As of February 10, the new WWUH will be on the air with a carefully prepared rock format (with Top 40, Oldies, Progressive and L.P cuts) from 6 am to 5 pm daily, and again from 10pm to 2 am.  Although we will remain mostly a stereo station, MONO CUTS WILL BE USED in playing new hits and leaning on good sides that other stations with tighter play lists refuse to play.  5-10 pm will be devoted to quality, stereo programming with the emphasis on news features, classics, talk features and jazz.

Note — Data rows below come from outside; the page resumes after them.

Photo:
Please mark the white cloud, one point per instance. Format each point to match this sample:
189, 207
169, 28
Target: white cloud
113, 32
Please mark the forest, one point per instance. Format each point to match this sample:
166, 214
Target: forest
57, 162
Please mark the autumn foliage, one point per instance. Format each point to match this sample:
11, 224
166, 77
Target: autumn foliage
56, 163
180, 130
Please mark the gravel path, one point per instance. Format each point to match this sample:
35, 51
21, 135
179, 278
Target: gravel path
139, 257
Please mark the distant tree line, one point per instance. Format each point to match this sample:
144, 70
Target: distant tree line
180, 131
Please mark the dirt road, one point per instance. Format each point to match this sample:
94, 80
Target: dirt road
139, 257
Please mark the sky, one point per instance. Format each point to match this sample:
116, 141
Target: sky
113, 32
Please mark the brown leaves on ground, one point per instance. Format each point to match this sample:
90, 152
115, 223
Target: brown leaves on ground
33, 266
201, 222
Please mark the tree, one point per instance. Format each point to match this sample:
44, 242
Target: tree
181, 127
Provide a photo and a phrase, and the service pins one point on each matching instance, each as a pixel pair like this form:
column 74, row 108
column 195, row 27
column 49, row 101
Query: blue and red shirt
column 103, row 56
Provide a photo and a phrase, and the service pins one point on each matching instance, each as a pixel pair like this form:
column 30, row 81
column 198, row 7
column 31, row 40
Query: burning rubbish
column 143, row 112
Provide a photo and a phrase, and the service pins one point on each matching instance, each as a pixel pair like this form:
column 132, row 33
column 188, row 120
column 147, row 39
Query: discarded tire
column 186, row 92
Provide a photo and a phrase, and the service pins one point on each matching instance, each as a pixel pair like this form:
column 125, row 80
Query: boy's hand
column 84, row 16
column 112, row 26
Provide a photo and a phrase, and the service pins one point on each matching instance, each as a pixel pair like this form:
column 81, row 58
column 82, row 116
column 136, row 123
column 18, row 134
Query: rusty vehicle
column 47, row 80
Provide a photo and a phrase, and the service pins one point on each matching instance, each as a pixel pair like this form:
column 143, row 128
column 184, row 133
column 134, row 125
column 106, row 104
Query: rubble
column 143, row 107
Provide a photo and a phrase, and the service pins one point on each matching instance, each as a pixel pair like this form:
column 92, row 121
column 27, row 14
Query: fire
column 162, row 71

   I hope we can count on your for continued service in ALL aread, in Stereo when possible…but if you don’t have it, please send mono so we have the record. Thanks very much.


         

          Programming continued to expand as more and more students and faculty became aware of and involved with the station as volunteers. The number of listeners grew as well, as shown by the increasing number of calls and letters the radio station received.

         

          The station’s schedule expanded with the start of the fall semester.  Signing on at 2 p.m. every day easy listening was heard until 6 p.m.  From 6 p.m. to 10 p.m. jazz was aired.  Progressive rock rollowed until sign off at 2 a.m. Press releases of this period refer to the station as “Hartford’s ‘Think Ahead’ Station”.

 

          WWUH was the only station broadcasting live from the October 15th Mobilization in Washington, DC.

 

          Live musical performances were a mainstay of the station's programming; with many performances presented live or pre-recorded live.  Recording engineer, Bob Katz, was instrumental in making these live broadcasts sound technically superior.

Major News Stories in 1969:

Communist China exploded its first hydrogen bomb (June 17); the US and USSR proposed a nuclear nonproliferation treaty. Background: nuclear disarmament; racial violence in Detroit; 7,000 National Guardsmen aid police after night of rioting. Similar outbreaks in New York City's Spanish Harlem, Rochester, N.Y., Birmingham, Ala., and New Britain, Conn. (July 23); Thurgood Marshall sworn in as first black US Supreme Court justice (Oct. 2); Astronauts Col. Virgil I. Grissom, Col. Edward White II, and Lt. Cmdr. Roger B. Chaffee killed in fire during test launch (Jan. 27).